Homeland Security Watch

News and analysis of critical issues in homeland security

December 18, 2007

Global Maritime Data Sharing Gets $13M in Approps Bill

Filed under: Congress and HLS,Port and Maritime Security,Strategy — by Jonah Czerwinski on December 18, 2007

Congress included $13million for the Global Trade Exchange within the spending bill sent to the Senate last night. GTX is the third phase of an effort to bring better security and system visibility to the global maritime shipping supply chains. The bill reads as follows:

$13,000,000 shall be used to procure commercially available technology in order to expand and improve the risk-based approach of the Department of Homeland Security to target and inspect cargo containers under the Secure Freight Initiative and the Global Trade Exchange.

The Department issued an RFQ (thumbnail below) for this effort last week. Criticism of the effort usually revolves around the opaque nature in which it has evolved. Private sector operators whose information would theoretically populate a central data exchange express concern over the potential imposition on their supply chains that would come without sufficient benefit to their operations.

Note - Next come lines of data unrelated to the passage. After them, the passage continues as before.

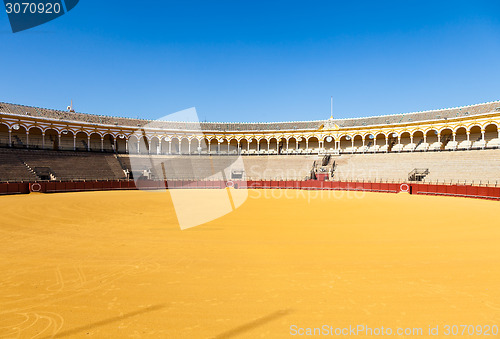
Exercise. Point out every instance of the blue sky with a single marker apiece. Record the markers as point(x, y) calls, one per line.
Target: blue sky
point(256, 60)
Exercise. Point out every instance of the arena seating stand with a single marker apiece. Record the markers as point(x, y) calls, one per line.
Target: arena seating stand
point(19, 165)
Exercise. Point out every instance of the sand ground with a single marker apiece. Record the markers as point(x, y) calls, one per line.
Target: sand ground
point(116, 264)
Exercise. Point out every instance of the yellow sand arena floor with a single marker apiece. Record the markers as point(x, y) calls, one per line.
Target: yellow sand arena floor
point(116, 264)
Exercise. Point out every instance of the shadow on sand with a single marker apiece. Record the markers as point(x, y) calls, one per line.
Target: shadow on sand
point(253, 324)
point(106, 321)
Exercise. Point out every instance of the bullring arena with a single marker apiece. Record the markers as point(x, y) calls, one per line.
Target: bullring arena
point(386, 221)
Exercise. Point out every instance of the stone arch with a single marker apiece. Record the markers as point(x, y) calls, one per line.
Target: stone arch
point(380, 139)
point(253, 145)
point(358, 140)
point(244, 145)
point(418, 137)
point(19, 136)
point(52, 139)
point(121, 144)
point(214, 145)
point(345, 142)
point(4, 135)
point(490, 132)
point(475, 133)
point(263, 144)
point(224, 146)
point(329, 145)
point(405, 138)
point(313, 143)
point(95, 142)
point(184, 145)
point(369, 139)
point(194, 144)
point(432, 136)
point(461, 134)
point(108, 143)
point(282, 145)
point(154, 145)
point(175, 145)
point(67, 140)
point(233, 146)
point(82, 141)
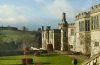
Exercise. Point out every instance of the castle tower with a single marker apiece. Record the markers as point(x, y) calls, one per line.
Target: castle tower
point(64, 33)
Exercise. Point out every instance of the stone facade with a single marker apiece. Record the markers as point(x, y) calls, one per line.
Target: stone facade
point(81, 36)
point(95, 29)
point(71, 37)
point(57, 37)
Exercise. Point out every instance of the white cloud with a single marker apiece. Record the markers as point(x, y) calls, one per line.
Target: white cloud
point(57, 7)
point(12, 14)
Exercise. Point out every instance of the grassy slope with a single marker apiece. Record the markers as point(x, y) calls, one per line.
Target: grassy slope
point(45, 59)
point(7, 36)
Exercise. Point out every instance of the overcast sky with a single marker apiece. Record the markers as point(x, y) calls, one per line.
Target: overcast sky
point(35, 13)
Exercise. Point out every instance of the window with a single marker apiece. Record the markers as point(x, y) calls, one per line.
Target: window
point(91, 23)
point(72, 31)
point(71, 46)
point(96, 44)
point(65, 34)
point(87, 25)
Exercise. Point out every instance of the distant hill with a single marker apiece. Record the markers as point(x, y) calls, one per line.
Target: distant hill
point(15, 39)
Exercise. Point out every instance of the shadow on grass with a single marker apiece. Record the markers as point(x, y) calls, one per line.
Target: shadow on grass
point(30, 64)
point(42, 63)
point(48, 55)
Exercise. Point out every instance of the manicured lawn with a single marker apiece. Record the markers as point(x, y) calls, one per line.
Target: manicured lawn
point(49, 59)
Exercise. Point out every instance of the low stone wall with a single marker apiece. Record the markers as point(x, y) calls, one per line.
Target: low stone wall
point(19, 52)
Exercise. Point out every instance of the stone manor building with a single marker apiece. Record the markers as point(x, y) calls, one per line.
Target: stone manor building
point(82, 36)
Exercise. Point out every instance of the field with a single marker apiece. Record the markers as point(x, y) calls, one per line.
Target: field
point(49, 59)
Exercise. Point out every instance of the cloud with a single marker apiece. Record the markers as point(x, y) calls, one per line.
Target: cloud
point(57, 7)
point(13, 14)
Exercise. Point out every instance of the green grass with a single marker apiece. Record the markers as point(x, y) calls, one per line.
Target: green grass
point(50, 59)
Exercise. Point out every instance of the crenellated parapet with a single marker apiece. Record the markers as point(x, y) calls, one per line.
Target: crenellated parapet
point(95, 8)
point(71, 25)
point(83, 15)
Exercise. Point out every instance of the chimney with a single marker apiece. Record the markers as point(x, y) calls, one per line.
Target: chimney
point(48, 28)
point(42, 28)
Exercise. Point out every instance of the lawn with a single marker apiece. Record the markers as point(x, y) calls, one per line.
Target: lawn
point(49, 59)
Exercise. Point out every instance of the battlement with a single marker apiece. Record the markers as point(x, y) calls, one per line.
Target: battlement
point(83, 15)
point(95, 8)
point(71, 24)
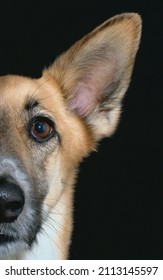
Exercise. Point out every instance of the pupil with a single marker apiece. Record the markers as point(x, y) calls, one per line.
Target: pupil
point(40, 127)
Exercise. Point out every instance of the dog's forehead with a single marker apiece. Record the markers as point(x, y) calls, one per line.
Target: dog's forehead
point(14, 88)
point(17, 92)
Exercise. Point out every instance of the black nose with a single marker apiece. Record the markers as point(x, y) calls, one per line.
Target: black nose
point(11, 201)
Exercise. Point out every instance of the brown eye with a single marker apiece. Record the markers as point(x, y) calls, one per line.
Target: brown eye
point(41, 130)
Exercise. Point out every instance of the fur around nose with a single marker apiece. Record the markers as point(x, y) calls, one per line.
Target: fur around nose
point(11, 201)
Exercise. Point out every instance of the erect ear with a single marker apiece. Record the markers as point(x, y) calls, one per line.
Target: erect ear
point(95, 72)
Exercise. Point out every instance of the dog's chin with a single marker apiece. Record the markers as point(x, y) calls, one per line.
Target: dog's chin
point(12, 249)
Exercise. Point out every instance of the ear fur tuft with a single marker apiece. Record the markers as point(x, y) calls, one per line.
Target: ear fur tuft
point(95, 72)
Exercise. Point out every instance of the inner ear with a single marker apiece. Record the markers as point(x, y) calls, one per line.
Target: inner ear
point(88, 89)
point(95, 72)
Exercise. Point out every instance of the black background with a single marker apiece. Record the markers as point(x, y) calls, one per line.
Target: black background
point(119, 198)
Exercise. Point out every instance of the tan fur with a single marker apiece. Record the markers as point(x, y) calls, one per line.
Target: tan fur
point(82, 92)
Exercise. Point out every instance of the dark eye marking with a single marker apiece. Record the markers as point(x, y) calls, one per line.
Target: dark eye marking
point(31, 104)
point(41, 128)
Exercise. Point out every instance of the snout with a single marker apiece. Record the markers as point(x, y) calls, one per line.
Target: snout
point(11, 201)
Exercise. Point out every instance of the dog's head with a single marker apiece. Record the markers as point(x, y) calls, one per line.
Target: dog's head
point(48, 125)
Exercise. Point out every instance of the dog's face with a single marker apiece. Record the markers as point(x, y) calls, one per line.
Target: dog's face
point(48, 125)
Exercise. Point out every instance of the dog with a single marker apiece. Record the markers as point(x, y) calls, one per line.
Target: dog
point(48, 125)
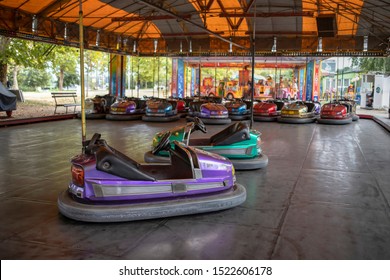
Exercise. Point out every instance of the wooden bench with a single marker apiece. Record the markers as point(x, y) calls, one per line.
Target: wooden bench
point(65, 99)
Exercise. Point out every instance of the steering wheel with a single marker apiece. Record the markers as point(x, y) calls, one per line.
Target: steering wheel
point(164, 143)
point(93, 141)
point(199, 124)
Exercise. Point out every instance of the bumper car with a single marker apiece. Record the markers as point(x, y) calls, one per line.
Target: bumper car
point(267, 111)
point(98, 107)
point(352, 103)
point(238, 110)
point(7, 101)
point(160, 110)
point(298, 112)
point(108, 186)
point(339, 112)
point(236, 142)
point(181, 107)
point(125, 110)
point(208, 112)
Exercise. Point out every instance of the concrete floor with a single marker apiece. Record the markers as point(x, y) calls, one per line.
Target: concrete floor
point(324, 195)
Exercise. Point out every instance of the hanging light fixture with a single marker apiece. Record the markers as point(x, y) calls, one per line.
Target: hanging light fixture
point(97, 38)
point(66, 32)
point(319, 47)
point(34, 25)
point(365, 43)
point(118, 42)
point(155, 45)
point(274, 45)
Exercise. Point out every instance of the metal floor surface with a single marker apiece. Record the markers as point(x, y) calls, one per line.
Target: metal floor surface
point(324, 195)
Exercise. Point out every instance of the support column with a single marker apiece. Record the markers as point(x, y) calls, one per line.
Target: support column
point(177, 81)
point(117, 75)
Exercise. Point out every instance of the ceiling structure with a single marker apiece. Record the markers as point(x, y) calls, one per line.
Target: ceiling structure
point(211, 28)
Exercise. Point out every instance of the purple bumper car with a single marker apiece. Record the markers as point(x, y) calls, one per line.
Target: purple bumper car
point(108, 186)
point(209, 113)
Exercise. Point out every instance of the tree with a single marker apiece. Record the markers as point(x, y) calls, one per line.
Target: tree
point(4, 58)
point(64, 60)
point(32, 78)
point(373, 64)
point(16, 54)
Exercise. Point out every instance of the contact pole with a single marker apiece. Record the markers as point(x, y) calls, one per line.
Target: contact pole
point(81, 42)
point(253, 79)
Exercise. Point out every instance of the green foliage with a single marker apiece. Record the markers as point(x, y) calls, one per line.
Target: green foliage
point(30, 78)
point(373, 64)
point(71, 79)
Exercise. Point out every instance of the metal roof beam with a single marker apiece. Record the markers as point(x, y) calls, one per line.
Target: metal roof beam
point(275, 14)
point(152, 5)
point(150, 18)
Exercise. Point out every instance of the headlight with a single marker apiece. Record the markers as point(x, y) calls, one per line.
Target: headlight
point(77, 175)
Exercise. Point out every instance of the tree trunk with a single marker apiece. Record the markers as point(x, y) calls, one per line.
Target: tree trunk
point(3, 73)
point(61, 80)
point(15, 71)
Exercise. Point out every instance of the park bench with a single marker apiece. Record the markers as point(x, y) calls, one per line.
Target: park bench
point(65, 99)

gtx-pilot-request-for-quotations.jpg

GTX has the potential to become a game-changing new dynamic between the public and private sector. However, much remains to be revealed in terms of the anticipated concept of operations that would create the appropriate mix of incentives to support private sector involvement. It is conceivable that if such a ConOps is crafted – including data privacy assurances, a durable governance framework, and shared risk, among other things – the kind of transparency that could be brought to the global maritime trade domain may generate a great advantage for our Homeland Security efforts to identify threats and for our maritime economic operators to identify and mitigate disruptions to their supply chains.

NOTE:
Singapore is now the seventh international port to join an effort to test scanning capabilities geared toward preventing radioactive material from being smuggled via U.S.-bound shipping containers. Integrated scanning for these purposes includes radiation detection and X-ray imaging of 100 percent of maritime cargo headed to the U.S.

This effort, part of the Secure Freight Initiative run jointly by DHS, Energy, and State, is in response to a Congressional mandate included in the SAFE Port Act. Other recently announced ports that signed up include Port Qasim (Pakistan), Puerto Cortés (Honduras), and the Port of Southampton (UK).